As befits this deep thinking musical polymath, the programme for Stephen Hough's Barbican concert was carefully constructed to reveal every side of his personality – artistic, creative and philosophical. The concert showcased Hough's new Piano Sonata III, written to celebrate the 175th anniversary of The Tablet, which Hough intelligently linked to his choice of other composers. The spiritual preoccupations of Schubert, Franck and Liszt match Hough's own, but there were motivic connections between the works in the programme too: for example, the final movement of Hough's Piano Sonata mirrored the grandeur and hymn-like qualities of Franck's Fugue. Liszt's Valses oubliées looked forward to Schoenberg and his cohort in their unexpected harmonies and fragmentary melodies, while Hough's own work looked back to the 12-tone compositional technique, originally conceived by Schoenberg. There was also virtuosity aplenty too – in his own work and in two of Liszt's Transcendental Études, which closed the concert.

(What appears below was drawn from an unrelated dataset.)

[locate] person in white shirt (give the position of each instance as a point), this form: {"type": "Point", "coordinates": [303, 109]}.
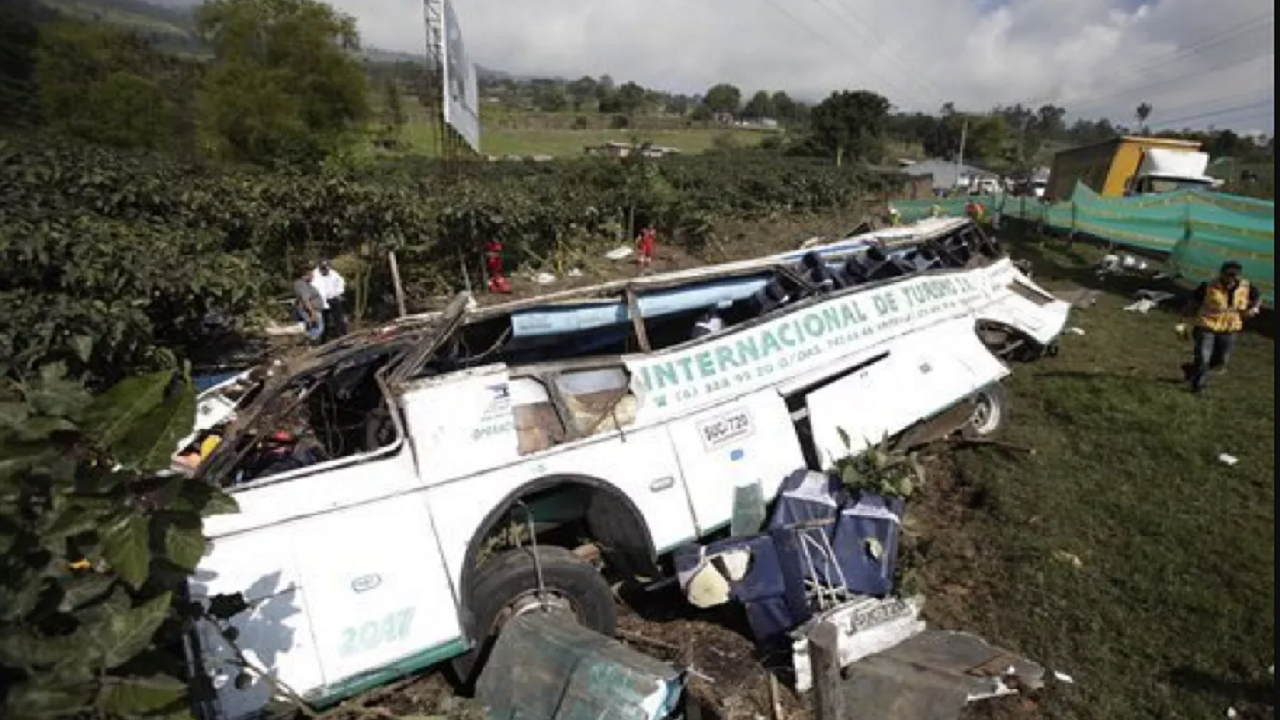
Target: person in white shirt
{"type": "Point", "coordinates": [332, 288]}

The concert opened with Schubert's Piano Sonata in A minor D784, written in February 1823, one of the darkest times in the composer's life and possibly a reaction to the knowledge that he had syphilis. The opening of the first movement is bleak, bare and harsh, and Hough's almost Beethovenian fortes amply highlighted the desperation inherent in this movement, and the whole work. There was much sensitivity in the softer dynamic range of the second subject, and also in the Andante, revealing the intimacy of Schubert's writing.

César Franck's Prélude, Choral et Fugue is one of his most serious works and one which does not seek to charm. Rather, it draws the listener in with its dark intensity, its falling figures and recurring motifs which emphatically drive its message home. This is music with which Hough is obviously very familiar, for he brought not only a clear sense of the grandeur and overall architecture of the work, but also its quasi-improvisatory nature, most apparent in the Prelude which had a distinctly ethereal quality.

After the interval came the première of Hough's Piano Sonata III, “Trinitas”, commissioned by The Tablet, the second-oldest surviving weekly journal in Britain after The Spectator. The Tablet is a journal which combines loyalty to the Catholic Church with an irrepressible inquisitiveness, and thus its special connection with Stephen Hough seems especially appropriate.

In his new Sonata, Hough explores the 12-note row, the compositional technique of "serialism". It is a form of musical dogma, and Hough cleverly links this back to The Tablet and Catholicism by scoring the work in three movements and subtitling it “Trinitas”, Latin for "Trinity", another dogma, the theological ordering of numbers. To guide the listener, each movement is helpfully described ("bold, stark", "punchy, jazzy" and "majestic, proud"). The starkness of the opening movement reflected the bare, plaintive first subject of the Schubert sonata. The middle movement, rhythmically vibrant with its lively syncopations, rapid tinkling notes high in the treble and colourful note clusters, was redolent of Messiaen, another devout Catholic, while its virtuosity referenced Liszt. The final movement, which reflected the Fugue of the Franck in its rich textures and majesty, quotes a familiar hymn tune (Nicea, a setting of the Trinitarian text “Holy, Holy, Holy”) which is disrupted by discordant sounds and a hint of Schoenberg's Sechs Kleine Klavierstücke (to me, at least) towards its conclusion. Yet despite the dogma and metaphysics, this work was accessible and at times witty, quirky and playful, and it is exciting to know that such variety and imagination is readily available for other pianists to tackle and enjoy.

The works by Liszt showed Hough as the virtuoso-at-ease, making light of the technical challenges in two Transcendental Études, and wittily highlighting Liszt's forward vision in the Valses oubliées.

Three charming and increasingly playful encores concluded this satisfying and thoughtful concert: Liszt's Consolation no. 3 was followed by a fleeting extract from Don Quixote by Minkus, transcribed by Hough, and to finish By The Sleepy Lagoon by Eric Coates (better known as the theme tune from BBC Radio 4's Desert Island Discs).